Les violences physiques au cours du comité central d’entreprise d’Air France posent un vrai problème sur la posture de certains syndicats, dont Force Ouvrière, face à la réalité de la concurrence internationale.

Air France, victime de ses rentes

Depuis plusieurs années, la direction d’Air France (et les organisations syndicales de l’entreprise) sous-estiment les risques liés aux acteurs low cost de l’aviation civile. Au lieu de mener un travail de fond pour améliorer sa productivité et réduire ses coûts, la compagnie a retardé le moment décisif où elle s’adapterait à la concurrence en prônant des demi-mesures dont les dégâts sont immenses aujourd’hui.

Faute d’agir dans les temps, elle se trouve désormais dans une situation chaotique. Tous les passagers qui ont le choix, pour un Paris-Nice, par exemple, entre Air France et EasyJet, l’ont bien compris: d’un côté, des prix élevés pour des départs souvent en retard et une prestation incertaine, quand l’organisation EasyJet fait son oeuvre pour un prix et une flexibilité défiant toute concurrence.

Dans ce retard à l’adaptation, les syndicats portent une lourde responsabilité: qu’il s’agisse des pilotes, de la CGT ou de FO, le refus du changement est passé avant la prise de conscience des risques économiques qui pesaient sur ce fleuron de l’économie française.

Au fond, Air France a vécu sur sa rente et n’a pas voulu voir qu’une sorte d’inflation en érodait la valeur année après année. On pourrait dire la même antienne à propos de la SNCF, d’EDF, de la RATP…

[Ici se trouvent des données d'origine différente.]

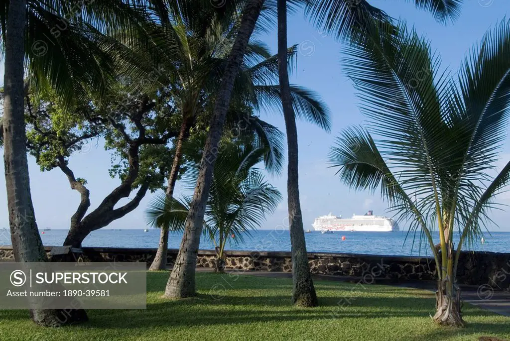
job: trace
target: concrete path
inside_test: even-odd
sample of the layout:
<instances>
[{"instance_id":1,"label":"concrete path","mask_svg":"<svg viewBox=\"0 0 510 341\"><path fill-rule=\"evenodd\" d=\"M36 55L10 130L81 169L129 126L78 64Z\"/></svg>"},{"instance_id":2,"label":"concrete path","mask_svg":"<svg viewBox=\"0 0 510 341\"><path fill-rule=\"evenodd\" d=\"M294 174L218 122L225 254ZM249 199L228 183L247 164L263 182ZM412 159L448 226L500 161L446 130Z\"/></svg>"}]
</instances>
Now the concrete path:
<instances>
[{"instance_id":1,"label":"concrete path","mask_svg":"<svg viewBox=\"0 0 510 341\"><path fill-rule=\"evenodd\" d=\"M239 272L236 272L236 273L240 274ZM288 272L245 271L243 272L242 274L275 278L292 278L292 274ZM351 277L342 276L314 275L313 277L314 279L320 280L330 280L354 283L359 283L360 281L362 282L363 280L363 279L361 277ZM374 284L411 287L428 290L434 292L435 292L436 290L436 283L431 281L414 281L396 283L394 281L391 280L379 279L377 280ZM481 285L480 286L462 285L461 286L461 290L462 290L461 296L462 299L464 302L471 304L474 304L480 308L490 310L500 315L510 317L510 293L508 292L495 291L489 285Z\"/></svg>"}]
</instances>

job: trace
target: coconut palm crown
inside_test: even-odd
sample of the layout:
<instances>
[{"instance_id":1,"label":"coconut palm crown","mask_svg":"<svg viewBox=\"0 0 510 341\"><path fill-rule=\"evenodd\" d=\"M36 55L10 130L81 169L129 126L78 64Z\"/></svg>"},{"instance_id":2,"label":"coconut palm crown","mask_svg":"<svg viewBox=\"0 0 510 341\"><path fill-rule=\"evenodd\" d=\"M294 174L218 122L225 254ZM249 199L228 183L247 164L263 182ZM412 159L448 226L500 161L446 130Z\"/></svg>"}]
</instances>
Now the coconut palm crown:
<instances>
[{"instance_id":1,"label":"coconut palm crown","mask_svg":"<svg viewBox=\"0 0 510 341\"><path fill-rule=\"evenodd\" d=\"M266 153L257 146L229 143L218 154L203 230L216 247L218 271L224 268L227 243L242 242L243 235L259 227L282 200L279 191L266 182L261 170L255 167L263 161ZM192 190L200 165L188 163L186 165L189 168L182 181L185 189ZM170 199L163 193L156 196L145 212L148 224L183 231L191 201L188 196Z\"/></svg>"}]
</instances>

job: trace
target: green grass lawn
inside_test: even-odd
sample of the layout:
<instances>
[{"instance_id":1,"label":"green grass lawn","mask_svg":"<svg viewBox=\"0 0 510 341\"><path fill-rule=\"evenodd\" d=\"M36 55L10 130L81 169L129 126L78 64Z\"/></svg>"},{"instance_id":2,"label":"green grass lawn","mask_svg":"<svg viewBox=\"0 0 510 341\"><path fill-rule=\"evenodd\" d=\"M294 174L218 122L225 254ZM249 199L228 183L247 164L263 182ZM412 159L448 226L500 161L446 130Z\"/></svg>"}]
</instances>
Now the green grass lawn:
<instances>
[{"instance_id":1,"label":"green grass lawn","mask_svg":"<svg viewBox=\"0 0 510 341\"><path fill-rule=\"evenodd\" d=\"M146 310L89 310L79 326L44 328L27 311L1 310L0 341L510 339L510 318L469 305L467 328L435 325L426 291L317 281L320 307L303 308L290 304L289 279L198 273L197 297L169 301L161 298L168 276L147 274Z\"/></svg>"}]
</instances>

Air France et la violence syndicale

Les syndicats de salariés ont évidemment dérapé aujourd’hui en se livrant à des violences qui ont conduit un vigile aux urgences, en état de coma. Comme d’habitude, les violences commises au nom de la lutte des classes n’ont pas touché les riches, mais ces bataillons de petits qui vivent comme ils peuvent.

Tout laisse à penser que la majorité des manifestants est venue avec des intentions pacifiques et que ces violences sont le fait de quelques ultras. On lira quand même avec étonnement ces phrases relevées dans Le Figaro:

Quand certains syndicalistes accusent FO de « tout gâcher encore une fois », d’autres salariés d’Air France, présents sur les lieux au moment de l’agression, assurent que les responsables de ces actes sont des personnes en marge de la manifestation, qui ne sont « même pas concernés » par les licenciements annoncés.

Une fois de plus, c’est le rôle des syndicats contestataires qui est mis en cause.

FO et le denier public

Ce qui pose quand même problème, c’est que FO bénéficie aujourd’hui des largesses des pouvoirs publics, et que la stratégie conflictuelle de ce syndicat créé en 1947 avec le soutien financier de la CIA pour affaiblir la CGT ne paraît pas très compatible avec tous les cadeaux qu’il reçoit sur le dos du contribuable ou du salarié.

Rappelons par exemple que FO détient plusieurs présidences paritaires, comme celle de la CNAV, de la branche Accidents du Travail ou de l’ARRCO, alors même que le syndicat est minoritaire en France. Officiellement flanqué de 16% des voix dans le secteur privé et de 18% dans la fonction publique, FO bénéficie donc largement d’un système paritaire qui lui donne un poids supérieur à sa réalité.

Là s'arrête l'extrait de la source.